President Shevardnadze also vows that the perpetrators of the day's events will be punished. But it is unclear how he plans to carry out the threat. An estimated 30,000 demonstrators took part in the protests.
Mr. Shevardnadze also said he is happy there has been no bloodshed up to this point, as had been widely feared after three weeks of angry protests.
But the situation is far from settled, with reports that one of the political leaders of Georgia's opposition has claimed the post of interim president.
The opposition says what it calls Georgia's "velvet revolution" is complete - a reference to the peaceful overthrow of communist Czechoslovakia's government in 1989.
The opposition crowds pushed their way through hundreds of police and interior ministry troops ringing parliament to take the building midday Saturday.
The streets of Georgia's capital, Tbilisi, quickly descended into chaos, as armed interior ministry troops rushed President Shevardnadze to safety outside the city.
The fast-breaking turn of events prevented President Shevardnadze from addressing the inaugural session of the new parliament as scheduled.
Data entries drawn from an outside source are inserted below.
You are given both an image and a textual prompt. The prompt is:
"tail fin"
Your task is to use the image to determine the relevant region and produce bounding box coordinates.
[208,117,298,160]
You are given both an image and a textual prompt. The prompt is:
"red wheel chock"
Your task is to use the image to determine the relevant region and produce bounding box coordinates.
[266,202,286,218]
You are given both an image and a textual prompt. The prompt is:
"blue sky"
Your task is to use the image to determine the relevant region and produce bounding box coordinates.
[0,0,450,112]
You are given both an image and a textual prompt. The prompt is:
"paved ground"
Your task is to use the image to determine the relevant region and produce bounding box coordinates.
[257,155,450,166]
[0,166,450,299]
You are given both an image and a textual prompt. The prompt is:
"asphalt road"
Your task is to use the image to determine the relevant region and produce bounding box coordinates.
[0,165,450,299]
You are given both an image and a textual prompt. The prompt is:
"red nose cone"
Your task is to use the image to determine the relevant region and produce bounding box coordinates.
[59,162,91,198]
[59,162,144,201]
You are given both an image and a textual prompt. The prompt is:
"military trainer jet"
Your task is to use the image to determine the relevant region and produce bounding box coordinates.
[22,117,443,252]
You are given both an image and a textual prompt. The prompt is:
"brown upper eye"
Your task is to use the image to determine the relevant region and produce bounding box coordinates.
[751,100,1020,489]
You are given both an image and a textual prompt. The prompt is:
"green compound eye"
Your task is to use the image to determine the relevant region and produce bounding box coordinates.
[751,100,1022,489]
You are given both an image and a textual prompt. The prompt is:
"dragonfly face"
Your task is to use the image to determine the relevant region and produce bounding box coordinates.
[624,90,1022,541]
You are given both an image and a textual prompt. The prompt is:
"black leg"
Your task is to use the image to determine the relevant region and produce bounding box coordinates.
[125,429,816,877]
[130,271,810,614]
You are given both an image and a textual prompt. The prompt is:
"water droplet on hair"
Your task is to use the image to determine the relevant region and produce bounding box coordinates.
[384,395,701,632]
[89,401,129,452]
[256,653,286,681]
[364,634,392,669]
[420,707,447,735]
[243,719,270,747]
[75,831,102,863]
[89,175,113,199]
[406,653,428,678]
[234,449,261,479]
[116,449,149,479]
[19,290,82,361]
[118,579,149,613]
He was rushed out the back, just as hundreds of opposition protesters rushed in, overturning desks and chairs, and seizing the speaker's podium.
Georgia's political opposition has staged three weeks of protests to call for the November 2 parliamentary election to be annulled and for President Shevardnadze to resign.
The leader of Georgia' s main opposition party - the National Movement - says nothing short of new elections will do. Meanwhile, President Shevardnadze vows to stay on.
Saturday's demonstration, which later turned into a celebratory street party, is the largest mass gathering to date.
Despite the opposition's claims of victory, analysts warn Georgia's most difficult days may still lie ahead.